A CLI-based ETL tool written in Go for transferring data between relational databases. Supports full and incremental loads, multi-threaded execution, and source partitioning for high-throughput pipelines.

Features

Multiple databases — Oracle, MySQL, Microsoft SQL Server, PostgreSQL
Central credential store — database credentials live in ~/.setl/config.yml, separate from ETL configs
Full loads — truncates the target table and reloads all rows
Incremental loads — tracks a watermark column and only loads new/changed rows
Partitioned reads — splits the source range into N slices and reads them in parallel
Worker pool — bounded concurrency; runs multiple tables simultaneously
Batch commits — commits every N rows to keep transactions manageable
Dual logging — timestamped output to both stdout and a log file
Dry-run mode — prints planned actions without writing any data
Multiple configs — pass several YAML files in one invocation

Requirements

Go 1.22+
Network access to source and target databases
No Oracle client libraries required (uses the pure-Go go-ora driver)

Installation

git clone https://github.com/kumarvv/setl.git
cd setl
go build -o setl .

Or install directly:

go install github.com/kumarvv/setl@latest

Setup

1. Create the global database registry

All database credentials are stored in a single file that is never committed to source control.

mkdir -p ~/.setl
cp examples/global_config.yml ~/.setl/config.yml
chmod 600 ~/.setl/config.yml   # restrict to your user only

Edit ~/.setl/config.yml and add your databases:

databases:
  oracle_dev:
    type: oracle
    host: localhost
    port: 1521
    database: FREE
    username: tacs_dev
    password: your_password

  postgres_local:
    type: postgres
    host: localhost
    port: 5432
    database: local_dev
    username: vkumar
    password: your_password

  mysql_app:
    type: mysql
    host: mysql.internal
    port: 3306
    database: app_db
    username: reader
    password: your_password

  mssql_ops:
    type: mssql
    host: sqlserver.internal
    port: 1433
    database: OperationsDB
    username: etl_reader
    password: your_password

Each key (e.g. oracle_dev) becomes the name you reference in ETL config files.

2. Write an ETL config

ETL configs reference databases by name — no credentials in the file:

source: oracle_dev       # name from ~/.setl/config.yml
target: postgres_local   # name from ~/.setl/config.yml

config:
  batch_commit_size: 1000
  max_workers: 4

tables:
  - ports:
      source: sql/itp040.sql
      target: ports
      load_type: full

  - terminals:
      source: sql/itp130.sql
      target: terminals
      load_type: incremental
      key: updated_at

3. Run

setl config.yaml

Usage

setl [flags] config.yaml [config2.yaml ...]

Flags

Flag	Default	Description
`-log <path>`	`setl.log`	Log file path
`-dry-run`	false	Print actions without writing data
`-workers <n>`	from config	Override `max_workers` from config
`-tables <names>`	all	Comma-separated table names to run
`-debug`	false	Enable verbose debug logging
`-version`	—	Print version and exit

Examples

# Run all tables
setl config.yaml

# Preview without writing anything
setl -dry-run config.yaml

# Run only two specific tables
setl -tables ports,terminals config.yaml

# Override parallelism and log path
setl -workers 8 -log /var/log/etl.log config.yaml

# Run multiple config files in sequence
setl config1.yaml config2.yaml

# Verbose debug output
setl -debug config.yaml

Global database registry (`~/.setl/config.yml`)
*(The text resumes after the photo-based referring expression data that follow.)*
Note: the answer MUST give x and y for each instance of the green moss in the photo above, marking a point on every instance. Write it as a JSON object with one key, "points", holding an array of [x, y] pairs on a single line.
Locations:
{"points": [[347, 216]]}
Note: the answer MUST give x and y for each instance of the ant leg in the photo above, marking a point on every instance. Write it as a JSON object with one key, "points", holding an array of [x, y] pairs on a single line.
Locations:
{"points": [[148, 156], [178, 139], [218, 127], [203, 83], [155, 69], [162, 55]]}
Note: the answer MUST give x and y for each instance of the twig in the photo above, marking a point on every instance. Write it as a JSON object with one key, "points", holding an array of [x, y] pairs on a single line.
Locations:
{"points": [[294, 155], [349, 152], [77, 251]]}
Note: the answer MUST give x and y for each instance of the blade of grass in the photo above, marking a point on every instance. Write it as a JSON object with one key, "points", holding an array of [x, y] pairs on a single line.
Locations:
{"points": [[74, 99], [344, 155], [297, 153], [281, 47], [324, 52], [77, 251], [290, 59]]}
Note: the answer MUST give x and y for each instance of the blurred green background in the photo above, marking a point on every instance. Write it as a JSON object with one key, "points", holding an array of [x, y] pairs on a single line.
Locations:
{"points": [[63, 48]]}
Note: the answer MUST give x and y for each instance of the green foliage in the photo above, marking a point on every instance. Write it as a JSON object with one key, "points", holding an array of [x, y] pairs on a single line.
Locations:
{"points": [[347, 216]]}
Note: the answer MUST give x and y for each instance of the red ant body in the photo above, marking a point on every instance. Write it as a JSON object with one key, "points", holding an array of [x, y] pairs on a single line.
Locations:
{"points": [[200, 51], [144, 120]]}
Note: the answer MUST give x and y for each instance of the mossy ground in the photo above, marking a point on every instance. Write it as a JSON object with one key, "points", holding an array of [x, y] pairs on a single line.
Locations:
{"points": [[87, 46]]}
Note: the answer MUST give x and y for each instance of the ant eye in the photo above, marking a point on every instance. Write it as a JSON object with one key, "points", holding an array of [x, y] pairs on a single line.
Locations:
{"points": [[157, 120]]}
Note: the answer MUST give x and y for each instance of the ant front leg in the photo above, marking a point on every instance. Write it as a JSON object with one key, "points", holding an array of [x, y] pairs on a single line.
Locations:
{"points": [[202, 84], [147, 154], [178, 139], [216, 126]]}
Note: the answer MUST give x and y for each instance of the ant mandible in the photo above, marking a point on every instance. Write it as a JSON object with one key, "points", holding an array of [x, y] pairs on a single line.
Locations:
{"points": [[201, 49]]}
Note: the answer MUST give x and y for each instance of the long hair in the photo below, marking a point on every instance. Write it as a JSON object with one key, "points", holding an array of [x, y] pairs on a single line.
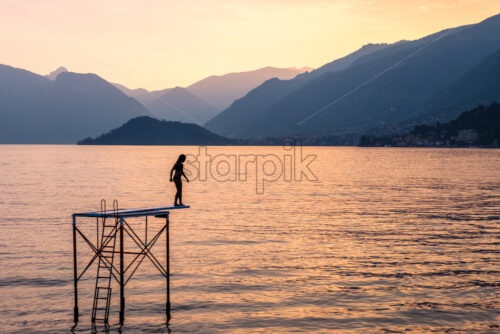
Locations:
{"points": [[181, 158]]}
This file is loaded once at startup and shared across all ETL config files in the same invocation.

databases:
  <name>:
    type:     oracle | mysql | mssql | postgres
    host:     <hostname or IP>
    port:     <port number>
    database: <database or service name>
    schema:   <optional schema>
    username: <username>
    password: <password>

Field	Required	Description
`type`	yes	Database engine
`host`	yes	Hostname or IP address
`port`	yes	TCP port
`database`	yes	Database / service / SID name
`schema`	no	Default schema (optional)
`username`	yes	Login username
`password`	yes	Login password

Security tip: Keep ~/.setl/config.yml at mode 600. Never commit it to source control — add .setl/ to your global .gitignore.

ETL config file reference

Top-level fields

source: <database name>   # required — key from ~/.setl/config.yml
target: <database name>   # required — key from ~/.setl/config.yml

config:
  batch_commit_size: 1000   # rows per transaction commit (default: 1000)
  max_workers: 4            # max concurrent table workers (default: 4)
  truncate_method: truncate # truncate | delete  (full loads only, default: truncate)

tables:
  - <logical_name>:
      source: <sql_file.sql or table_name>
      target: <target_table_name>
      load_type: full | incremental
      key: <watermark_column>         # required for incremental
      partition_column: <column>      # optional: enables parallel partitioned reads
      partition_count: 4              # number of partitions (default: 4)

`source` field (per-table)

Accepts either:

A .sql file path — the file contents are used as the source query
A bare table name — expands to SELECT * FROM <name>
An inline SQL expression — e.g. SELECT * FROM orders WHERE status = 'DONE'

`load_type` options

Value	Behaviour
`full`	Truncates (or deletes) the target table, then inserts all rows from the source
`incremental`	Reads only rows where `key > last_watermark`; appends to the target

Watermarks

Watermarks for incremental loads are saved in .setl_watermarks.json in the working directory. On first run (no file) all rows are loaded. After each successful run the max value of key is saved as the next filter boundary.

{
  "terminals": "2024-11-15T08:30:00Z",
  "events":    42891
}

Partitioning

Setting partition_column splits the source into N equal numeric ranges read in parallel goroutines.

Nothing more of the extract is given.